C’est ce que semble avoir réussi Louis Vuitton : « Louis Vuitton is like the measles… everyone has to get it eventually« .

La marque s’est construite une identité assez forte pour devenir un marqueur social indispensable et par conséquent son succès s’auto-entretient par lui-même.

À l’inverse, une marque moins identifiable, moins visible pour un asiatique, comme Erès (avec, notons-le, l’absence de logo reconnaissable sur leur maillot de bain et donc d’association porteur-égo-représentation sociale) éprouve quelques difficultés à se développer sur le marché : malgré une stratégie très internationale – plus de 500 points de vente dans le monde – ce n’est qu’en 2015 que la marque ouvre son premier point de vente en Asie, à Singapour.
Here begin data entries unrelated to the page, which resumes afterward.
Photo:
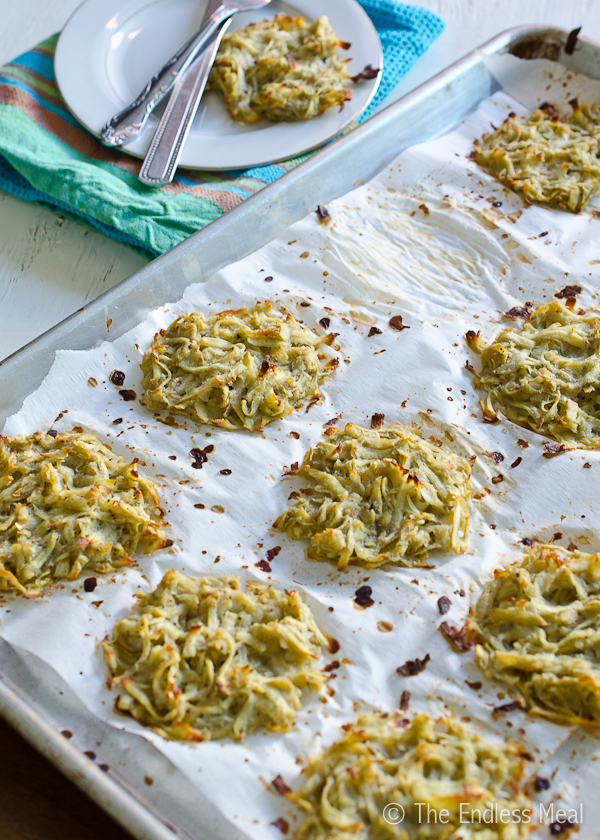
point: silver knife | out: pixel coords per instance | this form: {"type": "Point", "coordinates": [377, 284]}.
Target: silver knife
{"type": "Point", "coordinates": [167, 145]}
{"type": "Point", "coordinates": [127, 123]}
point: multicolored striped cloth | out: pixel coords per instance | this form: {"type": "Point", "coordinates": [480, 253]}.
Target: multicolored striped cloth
{"type": "Point", "coordinates": [46, 156]}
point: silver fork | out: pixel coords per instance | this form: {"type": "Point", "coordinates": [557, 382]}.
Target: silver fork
{"type": "Point", "coordinates": [162, 157]}
{"type": "Point", "coordinates": [127, 123]}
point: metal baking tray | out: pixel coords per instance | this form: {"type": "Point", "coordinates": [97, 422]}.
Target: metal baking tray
{"type": "Point", "coordinates": [32, 697]}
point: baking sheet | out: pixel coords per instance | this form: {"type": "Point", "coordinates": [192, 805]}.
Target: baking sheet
{"type": "Point", "coordinates": [423, 240]}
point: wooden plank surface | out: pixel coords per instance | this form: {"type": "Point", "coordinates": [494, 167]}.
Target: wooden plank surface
{"type": "Point", "coordinates": [49, 267]}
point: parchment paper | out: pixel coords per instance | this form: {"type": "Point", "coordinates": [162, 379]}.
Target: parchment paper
{"type": "Point", "coordinates": [436, 240]}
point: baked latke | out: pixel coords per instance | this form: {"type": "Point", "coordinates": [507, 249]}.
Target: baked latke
{"type": "Point", "coordinates": [381, 496]}
{"type": "Point", "coordinates": [238, 369]}
{"type": "Point", "coordinates": [548, 160]}
{"type": "Point", "coordinates": [68, 503]}
{"type": "Point", "coordinates": [203, 658]}
{"type": "Point", "coordinates": [284, 69]}
{"type": "Point", "coordinates": [386, 779]}
{"type": "Point", "coordinates": [545, 376]}
{"type": "Point", "coordinates": [537, 628]}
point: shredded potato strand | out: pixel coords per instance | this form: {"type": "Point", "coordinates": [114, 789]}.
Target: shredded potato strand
{"type": "Point", "coordinates": [69, 503]}
{"type": "Point", "coordinates": [204, 659]}
{"type": "Point", "coordinates": [440, 764]}
{"type": "Point", "coordinates": [546, 159]}
{"type": "Point", "coordinates": [537, 626]}
{"type": "Point", "coordinates": [238, 369]}
{"type": "Point", "coordinates": [381, 496]}
{"type": "Point", "coordinates": [546, 376]}
{"type": "Point", "coordinates": [284, 69]}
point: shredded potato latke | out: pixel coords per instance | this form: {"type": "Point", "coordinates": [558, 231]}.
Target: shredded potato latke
{"type": "Point", "coordinates": [381, 496]}
{"type": "Point", "coordinates": [382, 762]}
{"type": "Point", "coordinates": [546, 377]}
{"type": "Point", "coordinates": [204, 659]}
{"type": "Point", "coordinates": [544, 158]}
{"type": "Point", "coordinates": [537, 627]}
{"type": "Point", "coordinates": [68, 503]}
{"type": "Point", "coordinates": [239, 369]}
{"type": "Point", "coordinates": [284, 69]}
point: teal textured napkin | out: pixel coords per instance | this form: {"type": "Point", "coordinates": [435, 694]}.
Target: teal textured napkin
{"type": "Point", "coordinates": [46, 156]}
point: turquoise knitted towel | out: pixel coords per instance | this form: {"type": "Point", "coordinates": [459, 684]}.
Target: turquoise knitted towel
{"type": "Point", "coordinates": [46, 156]}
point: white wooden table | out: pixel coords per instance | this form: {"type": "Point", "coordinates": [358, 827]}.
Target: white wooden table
{"type": "Point", "coordinates": [50, 266]}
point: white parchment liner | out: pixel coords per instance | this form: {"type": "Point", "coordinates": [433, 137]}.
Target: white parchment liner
{"type": "Point", "coordinates": [432, 238]}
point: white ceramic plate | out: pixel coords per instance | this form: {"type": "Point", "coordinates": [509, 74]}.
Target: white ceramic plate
{"type": "Point", "coordinates": [110, 48]}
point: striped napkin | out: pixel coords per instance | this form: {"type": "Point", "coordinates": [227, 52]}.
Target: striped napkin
{"type": "Point", "coordinates": [46, 156]}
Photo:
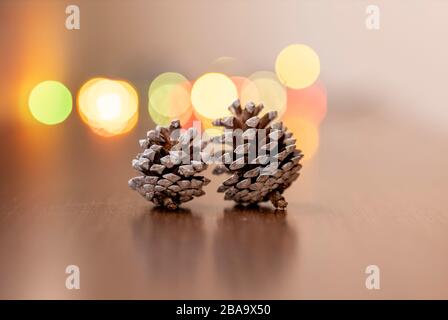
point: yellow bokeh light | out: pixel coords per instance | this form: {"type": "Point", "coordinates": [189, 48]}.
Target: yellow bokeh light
{"type": "Point", "coordinates": [212, 94]}
{"type": "Point", "coordinates": [297, 66]}
{"type": "Point", "coordinates": [264, 87]}
{"type": "Point", "coordinates": [108, 107]}
{"type": "Point", "coordinates": [169, 96]}
{"type": "Point", "coordinates": [306, 133]}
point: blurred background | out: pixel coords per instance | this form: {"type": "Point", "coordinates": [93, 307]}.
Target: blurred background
{"type": "Point", "coordinates": [370, 114]}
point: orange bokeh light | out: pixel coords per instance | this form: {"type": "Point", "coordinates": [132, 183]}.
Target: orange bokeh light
{"type": "Point", "coordinates": [309, 103]}
{"type": "Point", "coordinates": [306, 133]}
{"type": "Point", "coordinates": [108, 107]}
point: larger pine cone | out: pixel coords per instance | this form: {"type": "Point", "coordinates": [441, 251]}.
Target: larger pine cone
{"type": "Point", "coordinates": [169, 171]}
{"type": "Point", "coordinates": [263, 163]}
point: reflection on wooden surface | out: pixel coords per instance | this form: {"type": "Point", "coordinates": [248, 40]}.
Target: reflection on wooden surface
{"type": "Point", "coordinates": [252, 247]}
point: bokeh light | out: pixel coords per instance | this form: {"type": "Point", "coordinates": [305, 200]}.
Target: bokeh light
{"type": "Point", "coordinates": [208, 126]}
{"type": "Point", "coordinates": [309, 103]}
{"type": "Point", "coordinates": [297, 66]}
{"type": "Point", "coordinates": [169, 98]}
{"type": "Point", "coordinates": [306, 133]}
{"type": "Point", "coordinates": [50, 102]}
{"type": "Point", "coordinates": [108, 107]}
{"type": "Point", "coordinates": [264, 87]}
{"type": "Point", "coordinates": [212, 94]}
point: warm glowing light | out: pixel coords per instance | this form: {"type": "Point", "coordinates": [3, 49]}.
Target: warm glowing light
{"type": "Point", "coordinates": [169, 96]}
{"type": "Point", "coordinates": [50, 102]}
{"type": "Point", "coordinates": [306, 133]}
{"type": "Point", "coordinates": [309, 103]}
{"type": "Point", "coordinates": [109, 107]}
{"type": "Point", "coordinates": [297, 66]}
{"type": "Point", "coordinates": [208, 126]}
{"type": "Point", "coordinates": [212, 94]}
{"type": "Point", "coordinates": [264, 87]}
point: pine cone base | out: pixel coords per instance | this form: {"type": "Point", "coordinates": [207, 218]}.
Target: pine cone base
{"type": "Point", "coordinates": [169, 171]}
{"type": "Point", "coordinates": [265, 161]}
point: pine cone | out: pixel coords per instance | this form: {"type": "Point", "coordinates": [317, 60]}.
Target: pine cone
{"type": "Point", "coordinates": [168, 166]}
{"type": "Point", "coordinates": [263, 159]}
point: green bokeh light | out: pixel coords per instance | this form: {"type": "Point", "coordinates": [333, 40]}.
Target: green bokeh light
{"type": "Point", "coordinates": [50, 102]}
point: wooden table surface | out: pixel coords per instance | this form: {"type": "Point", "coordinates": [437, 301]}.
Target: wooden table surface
{"type": "Point", "coordinates": [374, 194]}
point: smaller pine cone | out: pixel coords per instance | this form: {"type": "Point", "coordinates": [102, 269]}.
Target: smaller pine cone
{"type": "Point", "coordinates": [262, 158]}
{"type": "Point", "coordinates": [168, 166]}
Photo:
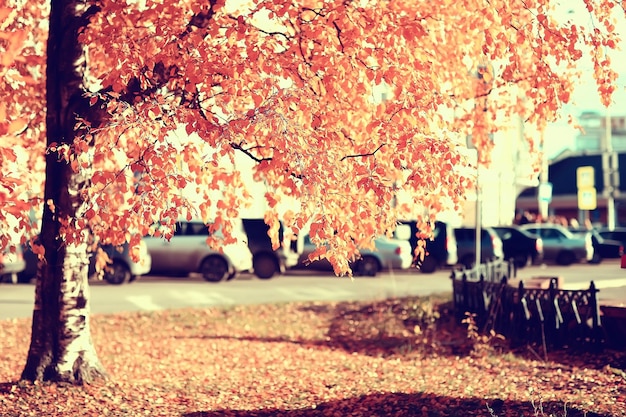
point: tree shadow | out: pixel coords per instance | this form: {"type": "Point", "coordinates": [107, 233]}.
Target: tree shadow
{"type": "Point", "coordinates": [419, 404]}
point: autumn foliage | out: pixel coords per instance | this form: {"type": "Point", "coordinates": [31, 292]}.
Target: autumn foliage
{"type": "Point", "coordinates": [340, 107]}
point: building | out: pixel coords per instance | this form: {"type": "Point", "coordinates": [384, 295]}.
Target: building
{"type": "Point", "coordinates": [604, 159]}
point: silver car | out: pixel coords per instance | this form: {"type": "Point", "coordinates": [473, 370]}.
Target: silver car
{"type": "Point", "coordinates": [188, 252]}
{"type": "Point", "coordinates": [560, 246]}
{"type": "Point", "coordinates": [389, 254]}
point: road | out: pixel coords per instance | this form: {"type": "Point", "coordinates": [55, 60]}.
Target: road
{"type": "Point", "coordinates": [158, 293]}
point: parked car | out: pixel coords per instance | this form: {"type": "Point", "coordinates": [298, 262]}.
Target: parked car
{"type": "Point", "coordinates": [560, 245]}
{"type": "Point", "coordinates": [389, 254]}
{"type": "Point", "coordinates": [520, 246]}
{"type": "Point", "coordinates": [187, 252]}
{"type": "Point", "coordinates": [441, 248]}
{"type": "Point", "coordinates": [617, 233]}
{"type": "Point", "coordinates": [11, 264]}
{"type": "Point", "coordinates": [266, 261]}
{"type": "Point", "coordinates": [603, 248]}
{"type": "Point", "coordinates": [490, 245]}
{"type": "Point", "coordinates": [120, 270]}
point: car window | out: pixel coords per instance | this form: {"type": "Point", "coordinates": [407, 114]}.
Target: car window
{"type": "Point", "coordinates": [505, 234]}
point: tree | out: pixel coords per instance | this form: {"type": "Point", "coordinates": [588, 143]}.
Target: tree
{"type": "Point", "coordinates": [146, 99]}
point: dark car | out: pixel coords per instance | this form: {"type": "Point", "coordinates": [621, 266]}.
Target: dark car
{"type": "Point", "coordinates": [520, 246]}
{"type": "Point", "coordinates": [441, 248]}
{"type": "Point", "coordinates": [617, 233]}
{"type": "Point", "coordinates": [603, 248]}
{"type": "Point", "coordinates": [560, 245]}
{"type": "Point", "coordinates": [266, 261]}
{"type": "Point", "coordinates": [490, 245]}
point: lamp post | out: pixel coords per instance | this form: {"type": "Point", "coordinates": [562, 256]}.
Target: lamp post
{"type": "Point", "coordinates": [610, 171]}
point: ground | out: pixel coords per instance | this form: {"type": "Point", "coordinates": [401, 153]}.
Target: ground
{"type": "Point", "coordinates": [399, 357]}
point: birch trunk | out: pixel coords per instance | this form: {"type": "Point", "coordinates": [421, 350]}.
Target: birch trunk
{"type": "Point", "coordinates": [61, 348]}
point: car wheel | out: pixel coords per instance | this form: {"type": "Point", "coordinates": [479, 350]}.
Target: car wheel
{"type": "Point", "coordinates": [565, 258]}
{"type": "Point", "coordinates": [367, 266]}
{"type": "Point", "coordinates": [429, 265]}
{"type": "Point", "coordinates": [117, 273]}
{"type": "Point", "coordinates": [522, 260]}
{"type": "Point", "coordinates": [214, 269]}
{"type": "Point", "coordinates": [264, 266]}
La marque doit être visible ou mourir

Sur le marché Asiatique, mais c’est aussi vrai en Russie et nombre d’autres marché porteurs, l’élément le plus important pour une marque de luxe est d’être visible, identifiable. Ici en effet, l’achat d’objets de luxe est un acte fondamentalement social, non individuel; l’acheteur recherche donc avant tout un produit qui permette l’identification immédiate de son statut social. Par conséquent, le produit compte moins que ce qu’il représente et donc la marque (et ce qui lui est associé) est plus importante que le produit lui-même. D’une certaine façon, l’objet est le prétexte de la marque. Un peu subtil mais essentiel à intégrer dans une stratégie marketing.

La raison pour laquelle une Asiatique achète un sac Louis Vuitton, c’est parce que Louis Vuitton jouit en Asie d’une visibilité incomparable et d’une identité forte et reconnaissable. Louis Vuitton signifie luxe et prestige.

En dernière analyse, elle achète un sac Louis Vuitton parce qu’elle achète du Louis Vuitton, pas parce qu’elle achète un sac.